Suitable planning is essential when dealing with patients, especially those who are brought to the hospital due to various ailments that may be healed and overcome if proper nursing processes and models are employed. A nursing procedure is necessary to diagnose, appraise, cure, and remove a person’s ailments. Our patient fell ill as a result of depression and a problem that requires correct care to many aspects.
She has to be treated on all levels: medically, physically, and mentally. If this is the case, the nursing paradigm should be comprehensive. The patient’s everyday life activities are impacted, and she must comprehend why such activities are performed for her well-being. The patient should be thoroughly educated or informed about the benefits she will receive if she cooperates with the agreed-upon treatment plan.
References
Roper, N; Logan, W; Tierney, A; 2002 The Elements of Nursing 4th edition. Churchill Livingstone, Edinburgh
Department of Health (2000a), Nurses, Midwives and Health Visitors (training) Amendment, London Department of Health.
Department of Health (2000b) The NHS Plan. www.nhs.com.uk
Goddard M, McDonagh MS & Smith DH (2000) Measuring appropriate use of acute beds: a systematic review of methods and results. Health Policy 53 157-84.
Coast J, Inglis A & Frankel S (1996) Alternatives to hospital care: what are they and who should decide? British Medical Journal 312 162-6.
Pearson A. and Vaughan B.(1993) Nursing Models for Practice. Oxford. Butterworth Heinemann.
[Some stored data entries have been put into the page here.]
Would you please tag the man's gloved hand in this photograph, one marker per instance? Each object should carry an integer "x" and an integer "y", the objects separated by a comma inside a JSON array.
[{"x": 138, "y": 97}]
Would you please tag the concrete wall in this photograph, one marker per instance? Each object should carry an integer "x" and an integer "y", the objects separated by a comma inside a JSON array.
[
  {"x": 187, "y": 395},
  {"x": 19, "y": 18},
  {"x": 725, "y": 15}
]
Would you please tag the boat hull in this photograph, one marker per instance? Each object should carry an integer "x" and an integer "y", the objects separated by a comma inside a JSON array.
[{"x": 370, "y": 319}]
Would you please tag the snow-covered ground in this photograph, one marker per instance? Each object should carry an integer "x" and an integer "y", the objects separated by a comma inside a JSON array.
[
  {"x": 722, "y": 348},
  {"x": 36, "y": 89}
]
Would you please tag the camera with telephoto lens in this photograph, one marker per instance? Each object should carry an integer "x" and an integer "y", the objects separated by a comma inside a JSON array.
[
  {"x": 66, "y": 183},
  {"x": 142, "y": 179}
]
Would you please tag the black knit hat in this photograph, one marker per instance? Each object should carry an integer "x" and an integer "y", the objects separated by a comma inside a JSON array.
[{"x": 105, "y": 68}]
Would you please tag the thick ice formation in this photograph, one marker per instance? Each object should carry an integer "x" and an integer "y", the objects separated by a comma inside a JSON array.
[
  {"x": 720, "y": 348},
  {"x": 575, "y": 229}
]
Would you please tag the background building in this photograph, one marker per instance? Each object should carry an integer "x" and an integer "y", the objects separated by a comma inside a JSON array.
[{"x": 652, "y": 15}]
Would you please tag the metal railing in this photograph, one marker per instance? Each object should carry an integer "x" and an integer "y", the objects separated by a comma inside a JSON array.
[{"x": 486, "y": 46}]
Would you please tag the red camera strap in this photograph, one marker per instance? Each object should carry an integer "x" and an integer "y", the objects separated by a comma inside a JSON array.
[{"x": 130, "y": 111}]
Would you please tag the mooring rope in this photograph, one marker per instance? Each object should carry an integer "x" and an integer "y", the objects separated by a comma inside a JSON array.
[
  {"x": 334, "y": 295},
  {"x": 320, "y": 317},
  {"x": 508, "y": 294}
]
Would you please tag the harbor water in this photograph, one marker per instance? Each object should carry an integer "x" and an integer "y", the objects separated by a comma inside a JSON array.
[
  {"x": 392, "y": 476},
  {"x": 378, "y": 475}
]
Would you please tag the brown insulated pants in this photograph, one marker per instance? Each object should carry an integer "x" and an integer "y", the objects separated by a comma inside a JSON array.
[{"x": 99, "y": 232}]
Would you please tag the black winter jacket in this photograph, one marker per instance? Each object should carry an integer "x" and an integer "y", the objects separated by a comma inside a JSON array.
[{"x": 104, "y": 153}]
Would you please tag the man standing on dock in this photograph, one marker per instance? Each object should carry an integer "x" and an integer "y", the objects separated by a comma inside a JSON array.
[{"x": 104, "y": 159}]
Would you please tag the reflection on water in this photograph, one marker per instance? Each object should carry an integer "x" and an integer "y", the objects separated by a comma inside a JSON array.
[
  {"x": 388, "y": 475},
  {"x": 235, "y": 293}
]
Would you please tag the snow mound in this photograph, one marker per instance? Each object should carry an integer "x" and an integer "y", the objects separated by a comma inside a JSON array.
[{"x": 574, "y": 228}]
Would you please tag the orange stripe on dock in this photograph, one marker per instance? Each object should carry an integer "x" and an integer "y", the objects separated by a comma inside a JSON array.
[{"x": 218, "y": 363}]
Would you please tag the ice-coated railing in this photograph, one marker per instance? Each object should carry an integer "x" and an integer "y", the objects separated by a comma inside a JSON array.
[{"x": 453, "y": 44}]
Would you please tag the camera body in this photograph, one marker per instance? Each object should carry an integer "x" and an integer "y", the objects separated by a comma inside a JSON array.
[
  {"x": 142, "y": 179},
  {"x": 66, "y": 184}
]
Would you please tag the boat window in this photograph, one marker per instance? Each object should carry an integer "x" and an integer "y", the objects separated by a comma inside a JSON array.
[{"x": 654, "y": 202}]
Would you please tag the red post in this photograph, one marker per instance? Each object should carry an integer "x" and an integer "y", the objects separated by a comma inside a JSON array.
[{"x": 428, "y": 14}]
Riehl J. and Roy C.(1980) Conceptual Models for Nursing Practice (2nd. Ed.) New York. Appleton Century Crofts. In Roper N., Logan W., and Tierney A.(1990) The Elements of Nursing (3rd. Ed.) London. Churchill Livingstone.
Fitzpatrick J. and Whall A.(1989) Conceptual Models of Nursing: Analysis and Application (2nd.Ed.) London. Prentice Hall Int.
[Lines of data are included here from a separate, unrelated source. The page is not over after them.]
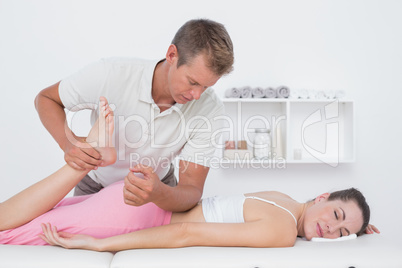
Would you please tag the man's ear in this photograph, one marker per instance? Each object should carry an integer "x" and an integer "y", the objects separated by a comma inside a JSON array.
[
  {"x": 322, "y": 197},
  {"x": 172, "y": 55}
]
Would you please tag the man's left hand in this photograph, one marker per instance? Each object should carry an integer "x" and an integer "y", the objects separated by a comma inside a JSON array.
[{"x": 139, "y": 191}]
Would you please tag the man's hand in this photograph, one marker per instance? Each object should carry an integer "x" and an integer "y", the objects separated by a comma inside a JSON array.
[
  {"x": 80, "y": 155},
  {"x": 139, "y": 191}
]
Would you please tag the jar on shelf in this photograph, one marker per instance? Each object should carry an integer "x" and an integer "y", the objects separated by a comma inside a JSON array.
[{"x": 262, "y": 143}]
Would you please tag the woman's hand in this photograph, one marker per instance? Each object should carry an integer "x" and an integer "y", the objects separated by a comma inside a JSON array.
[
  {"x": 371, "y": 229},
  {"x": 67, "y": 240}
]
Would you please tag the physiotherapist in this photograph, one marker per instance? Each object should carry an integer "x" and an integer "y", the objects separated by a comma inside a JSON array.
[{"x": 163, "y": 109}]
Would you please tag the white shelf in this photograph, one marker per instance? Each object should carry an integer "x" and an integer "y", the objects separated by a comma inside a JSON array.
[{"x": 322, "y": 130}]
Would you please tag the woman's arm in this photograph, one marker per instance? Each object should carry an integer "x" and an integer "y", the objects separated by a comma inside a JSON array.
[{"x": 260, "y": 233}]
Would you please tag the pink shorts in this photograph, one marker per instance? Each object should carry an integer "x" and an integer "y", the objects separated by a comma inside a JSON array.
[{"x": 101, "y": 215}]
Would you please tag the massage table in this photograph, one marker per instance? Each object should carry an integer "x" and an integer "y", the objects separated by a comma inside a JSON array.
[{"x": 374, "y": 251}]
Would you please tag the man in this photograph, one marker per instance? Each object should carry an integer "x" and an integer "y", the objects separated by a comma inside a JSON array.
[{"x": 162, "y": 109}]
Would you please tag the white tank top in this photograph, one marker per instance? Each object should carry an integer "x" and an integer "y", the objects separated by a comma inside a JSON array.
[{"x": 229, "y": 209}]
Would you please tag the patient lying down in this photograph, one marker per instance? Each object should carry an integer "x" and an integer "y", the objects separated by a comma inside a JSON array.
[{"x": 103, "y": 222}]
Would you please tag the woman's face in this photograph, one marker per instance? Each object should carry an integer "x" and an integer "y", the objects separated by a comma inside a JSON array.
[{"x": 332, "y": 219}]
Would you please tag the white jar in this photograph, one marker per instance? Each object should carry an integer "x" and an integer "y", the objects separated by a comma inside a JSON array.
[{"x": 262, "y": 144}]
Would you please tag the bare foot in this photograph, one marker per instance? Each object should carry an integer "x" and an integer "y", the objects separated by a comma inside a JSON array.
[{"x": 100, "y": 136}]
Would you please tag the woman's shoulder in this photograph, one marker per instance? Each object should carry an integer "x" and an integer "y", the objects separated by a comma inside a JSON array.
[{"x": 274, "y": 195}]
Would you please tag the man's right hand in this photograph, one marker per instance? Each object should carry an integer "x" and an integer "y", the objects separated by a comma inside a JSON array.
[{"x": 80, "y": 155}]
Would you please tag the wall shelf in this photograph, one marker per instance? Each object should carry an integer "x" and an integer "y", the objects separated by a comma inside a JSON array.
[{"x": 321, "y": 131}]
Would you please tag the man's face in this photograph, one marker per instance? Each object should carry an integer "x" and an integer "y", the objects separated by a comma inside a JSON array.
[{"x": 190, "y": 80}]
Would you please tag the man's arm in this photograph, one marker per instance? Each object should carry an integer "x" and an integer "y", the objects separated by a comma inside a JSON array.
[
  {"x": 51, "y": 113},
  {"x": 185, "y": 195}
]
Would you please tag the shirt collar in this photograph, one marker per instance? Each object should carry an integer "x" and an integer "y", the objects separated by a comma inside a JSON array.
[
  {"x": 146, "y": 81},
  {"x": 146, "y": 85}
]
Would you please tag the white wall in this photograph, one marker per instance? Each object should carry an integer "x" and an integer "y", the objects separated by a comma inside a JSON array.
[{"x": 340, "y": 44}]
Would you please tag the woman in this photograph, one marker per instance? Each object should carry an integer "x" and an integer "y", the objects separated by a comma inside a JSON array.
[{"x": 103, "y": 222}]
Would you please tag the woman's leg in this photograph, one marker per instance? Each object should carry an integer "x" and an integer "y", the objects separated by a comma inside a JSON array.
[{"x": 45, "y": 194}]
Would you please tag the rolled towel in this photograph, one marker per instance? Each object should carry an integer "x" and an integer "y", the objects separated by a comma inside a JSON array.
[
  {"x": 312, "y": 94},
  {"x": 303, "y": 93},
  {"x": 233, "y": 93},
  {"x": 342, "y": 238},
  {"x": 339, "y": 94},
  {"x": 270, "y": 93},
  {"x": 320, "y": 95},
  {"x": 246, "y": 92},
  {"x": 282, "y": 92},
  {"x": 294, "y": 94},
  {"x": 330, "y": 94},
  {"x": 257, "y": 92}
]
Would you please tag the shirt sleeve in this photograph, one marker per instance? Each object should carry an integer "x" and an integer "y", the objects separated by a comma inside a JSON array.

Frequently Asked Questions (FAQs)
1. What is assessment and why is it important in nursing?
The most critical aspect of care planning and delivery is assessment. It covers topics such as health and health needs, daily living skills, exercise programs, mobility, mental health, client risks, financial, respite, social events/outings, support requirements, spiritual needs, and, maybe, housing concerns (Department of Health, 2000b;Sox, 2004a).
2. What does model mean in nursing?
Pearson and Vaughan (1993) define a model as a descriptive image of practice that sufficiently depicts the real thing. A model, according to Riehl and Roy (1980:11), is “a systematically constructed, scientifically based, and logically related set of concepts that identify the essential components of nursing practice, together with the theoretical bases of these concepts and the values required for their use by the practitioner.”
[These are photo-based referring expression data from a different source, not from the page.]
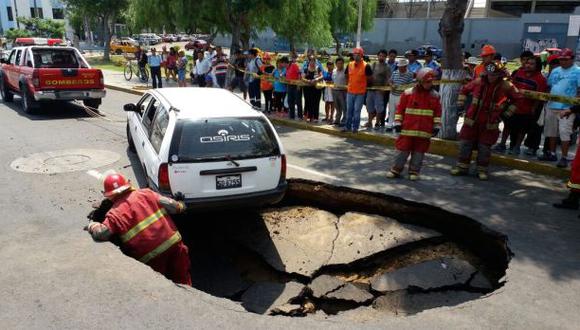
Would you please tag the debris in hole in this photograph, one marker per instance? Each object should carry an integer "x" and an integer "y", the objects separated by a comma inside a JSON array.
[
  {"x": 354, "y": 228},
  {"x": 351, "y": 292},
  {"x": 325, "y": 284},
  {"x": 264, "y": 298},
  {"x": 479, "y": 281},
  {"x": 288, "y": 259},
  {"x": 426, "y": 275},
  {"x": 405, "y": 303}
]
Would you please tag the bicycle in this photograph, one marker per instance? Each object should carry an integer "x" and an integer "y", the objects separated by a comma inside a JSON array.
[{"x": 131, "y": 67}]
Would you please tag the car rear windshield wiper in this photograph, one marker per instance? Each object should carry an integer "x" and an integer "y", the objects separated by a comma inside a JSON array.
[{"x": 228, "y": 157}]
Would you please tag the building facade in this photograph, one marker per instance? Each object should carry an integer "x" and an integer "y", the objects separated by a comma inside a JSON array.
[{"x": 11, "y": 9}]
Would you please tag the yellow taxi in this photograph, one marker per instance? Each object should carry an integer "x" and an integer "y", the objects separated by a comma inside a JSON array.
[{"x": 123, "y": 46}]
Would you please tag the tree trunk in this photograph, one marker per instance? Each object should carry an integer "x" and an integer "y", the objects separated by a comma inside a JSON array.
[
  {"x": 106, "y": 38},
  {"x": 337, "y": 43},
  {"x": 450, "y": 30},
  {"x": 236, "y": 35}
]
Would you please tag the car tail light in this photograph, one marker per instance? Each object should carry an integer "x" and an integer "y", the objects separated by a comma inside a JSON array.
[
  {"x": 283, "y": 170},
  {"x": 35, "y": 79},
  {"x": 163, "y": 178}
]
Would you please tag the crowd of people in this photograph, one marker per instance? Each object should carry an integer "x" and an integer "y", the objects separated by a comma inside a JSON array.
[{"x": 294, "y": 87}]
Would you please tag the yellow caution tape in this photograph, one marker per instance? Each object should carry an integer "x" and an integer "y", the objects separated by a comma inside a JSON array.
[{"x": 526, "y": 93}]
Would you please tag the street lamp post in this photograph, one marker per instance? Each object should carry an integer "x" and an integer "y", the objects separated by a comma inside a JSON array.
[{"x": 359, "y": 27}]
3. What are the 12 ADLs Roper Logan and Tierney?
Maintaining a secure environment, communicating, breathing, eating and drinking, elimination, washing and clothing, thermoregulation, mobilization, working and playing, expressing sexuality, sleeping, and death and dying are among the 12 activities.
4. What are the benefits of Roper Logan and Tierney model?
One of the benefits of the Roper, Logan, and Tierney model is that it results in consistency in the style of care that patients get, resulting in continuity of care patterns and treatments.